If I’m going to be totally honest, I could do without the moment in which, as she has done in two or three previous episodes, the doctor starts to say something that she “has been meaning to say for some time” to the captain, but gets interrupted before she can get it out. This running gag never really worked for me. For one thing, it strikes me as a cop-out by the writers—a way to create the impression that there’s something meaningful and interesting to be said, without ever having to define what that thing actually is, since she always gets conveniently interrupted before she can spit it out. Also, the most obvious thing would be for it to concern her having deeper, possibly romantic, feelings for him…but this clearly isn’t it, because every time such questions come up explicitly between them (such as in “Allegiance,” or—a few seasons hence—in “Attached”), she shuts them down. So, enough already, say I; I would have preferred for this not to surface again here.

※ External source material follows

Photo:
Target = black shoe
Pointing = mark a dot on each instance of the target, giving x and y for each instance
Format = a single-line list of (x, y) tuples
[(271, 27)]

But apart from that and some ambivalence about the Traveler stuff, I have precious few complaints or even nits to pick about “Remember Me.” It’s another example of the “ordinary” but awesome episode (that is, an episode that is great without being an attention-grabbing standout like BOBW) on which my love of TNG fundamentally rests.

1 Comment

  1. WeeRogue

    Maybe they should’ve thrown us for a loop. “I’ve been meaning to tell you, Jean Luc… Wesley is your son. Sorry I didn’t tell you earlier. Not cool of me.”

    For reals, the only unambiguously good Crusher episode, which is a real indictment of whatever the fuck was going on with the writers that they gave almost nothing decent for either of only two main female characters to do for 178 episodes. It’s obvious, but you kinda gotta say it any time it comes up. because this is such an insane blind spot. It was the 90s, not the 50s, for fuck’s sake.